Its my first post here, 

I dont know who is the king of kings in this field yet


----------



## Disgusted Driver (Jan 9, 2015)

It does not matter whether you lease or buy the car, you can either deduct the 57 cents OR your actual costs but not both. The problem will come up when you are doing actual cost and mixed use (some personal, some business) because you have to prorate between the two (i.e. if you uber 60% the miles and personal 40% the miles, you can deduct 60% of your actual expenses). Usually a lot easier to take the miles. 

As far as tracking, paper records are fine. I have a little trick I use. Whenever I get in my car, I turn the driver app on. I only live 3 miles from work so I usually get to my job without getting a call. By doing this, I deduct all my miles except for when I go out of town, which I keep track of on a piece of paper in the car. So I was able to deduct away most of my income doing this and it's perfectly legal.


----------



## Nik (Mar 9, 2015)

I am now in class where CPA accountant told me (but he was not 100% sure) that you cannot register 0.57 dollar cost on leased vehicle because it is not yours. You can only do it for vehicle you own. But you can register lease payments down payment and when dealer charges overage


----------



## Disgusted Driver (Jan 9, 2015)

Nik said:


> I am now in class where CPA accountant told me (but he was not 100% sure) that you cannot register 0.57 dollar cost on leased vehicle because it is not yours. You can only do it for vehicle you own. But you can register lease payments down payment and when dealer charges overage


Well, there's always the source, your CPA is incorrect, see beginning of 4th paragraph, just before bulletted list:
http://www.irs.gov/taxtopics/tc510.html


----------



## Nik (Mar 9, 2015)

Disgusted Driver said:


> Well, there's always the source, your CPA is incorrect, see beginning of 4th paragraph, just before bulletted list:
> http://www.irs.gov/taxtopics/tc510.html


Thanks for clarification


----------



## Desert Driver (Nov 9, 2014)

Nik said:


> Can you deduct that on leased car?
> 
> Also what is the best way to track mileage? Make screenshots? Have some online reporting service like onStar?
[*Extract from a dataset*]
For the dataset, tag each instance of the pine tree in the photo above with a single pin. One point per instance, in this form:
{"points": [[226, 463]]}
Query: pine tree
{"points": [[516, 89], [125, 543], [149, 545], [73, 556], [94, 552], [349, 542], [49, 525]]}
Just keep a daily log in your car, then record your beginning and ending mileage. When driving U/L, it's not only miles when you have pax in car. Driving to the pax is deductible. Carrying the pax is deductible. Going to your hot spot is deductible. Drving to the car wash is deductible. Driving to the gas station is deductible. My car is an '07. I paid $18K for it new. But in 160K miles I have expensed $80K over the past 8 years. Not bad for a car that didn't run $20K.

And don't worry about getting creative with your log. If your taxable income is under $160K, your chance of being audited by the IRS is about one in 80,000.


----------



## KGB7 (Apr 23, 2015)

Ubering full time on lease car is the worst idea ever. Why? Because millage adds up real fast. In one week, every week, i average 1k miles. So if i leased the car for 3 years, i would have ran out of allocated miles under one year, even if i paid extra $$ for additional miles for the period of the lease.


----------



## Disgusted Driver (Jan 9, 2015)

Desert Driver said:


> Just keep a daily log in your car, then record your beginning and ending mileage. When driving U/L, it's not only miles when you have pax in car. Driving to the pax is deductible. Carrying the pax is deductible. Going to your hot spot is deductible. Drving to the car wash is deductible. Driving to the gas station is deductible. My car is an '07. I paid $18K for it new. But in 160K miles I have expensed $80K over the past 8 years. Not bad for a car that didn't run $20K.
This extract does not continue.